Dental hygiene can be taxing on the body, resulting in emotions and chronic pain that are all too familiar for many dental hygienists. These issues should not be ignored. Dental hygienists must address the chronic pain and find an outlet for addressing their physical and emotional health. If you find you are experiencing chronic work-related pain as a dental hygienist, know that you are not alone and there are ways to find relief.

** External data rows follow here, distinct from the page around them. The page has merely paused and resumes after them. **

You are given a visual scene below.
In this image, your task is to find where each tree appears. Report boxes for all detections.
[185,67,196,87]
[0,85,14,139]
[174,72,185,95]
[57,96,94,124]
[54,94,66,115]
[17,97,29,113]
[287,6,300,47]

Recurring shoulder, neck and back pain is a common hardship among dental professionals. In 2012, data about workplace-related injuries among dental hygienists in North America was collected. The data was published in RDH Magazine and revealed that over one half of all respondents (51 percent) reported one or more work-related musculoskeletal disorders.
Many dental hygienists experience chronic pain as a result of providing care in unnatural positions for their patients. For example, when patient are limited in how far they can recline in the dental chair, dental hygienists may compensate their own posture in order to provide care. According to Dentistry IQ, this places the neck, shoulders, spine and hands at risk for permanent damage.
There are steps dental hygienists can take in the office to help prevent workplace-related shoulder, neck and back pain. For example, using proper equipment, such as sharp instruments, wearing loupes and sitting on a saddle stool, can help you maintain a healthy posture. In addition, incorporating in-office stretches into the workday may help reduce day-to-day pain that could progress to chronic pain.
Seeking treatment outside of the office, such as chiropractic care or massage therapy, and performing yoga, may help to prevent work-related injuries. Don't hesitate to take some time for yourself. If you don't first take care of yourself, you may no longer be able to care for your patients.
Chronic pain can limit everyday activities, making it hard to work and difficult to enjoy your time and hobbies outside of work. It is important for dental hygienists to address the emotional consequences of chronic pain, such as stress, frustration and depression.
Discussing ongoing pain and the emotional aspects of it with your physician is one step towards relief. Physicians can make recommendations for medical treatment, such as medication or referrals to a specialist when necessary. According to the National Institutes of Health, cognitive behavioral therapy may help address the emotional response from chronic pain. A therapist may be able to help you:
- Learn how to foster positive thoughts instead of negative ones
- Reduce your fear of pain
- Strengthen relationships with your loved ones and support system
- Develop a sense of freedom from your pain
- Know that you are not alone, and there are resources available to help you feel better, physically and emotionally.
- Take steps to prevent permanent damage, such as wearing loupes or sitting on a saddle stool.
- Seek help from your physician if you experience chronic pain from work-related injuries.
To continue providing optimal care for your patients, you must first care for yourself. It is important to take steps to prevent work-related injuries, and also to seek help for emotions and chronic pain to care for your whole mind and body.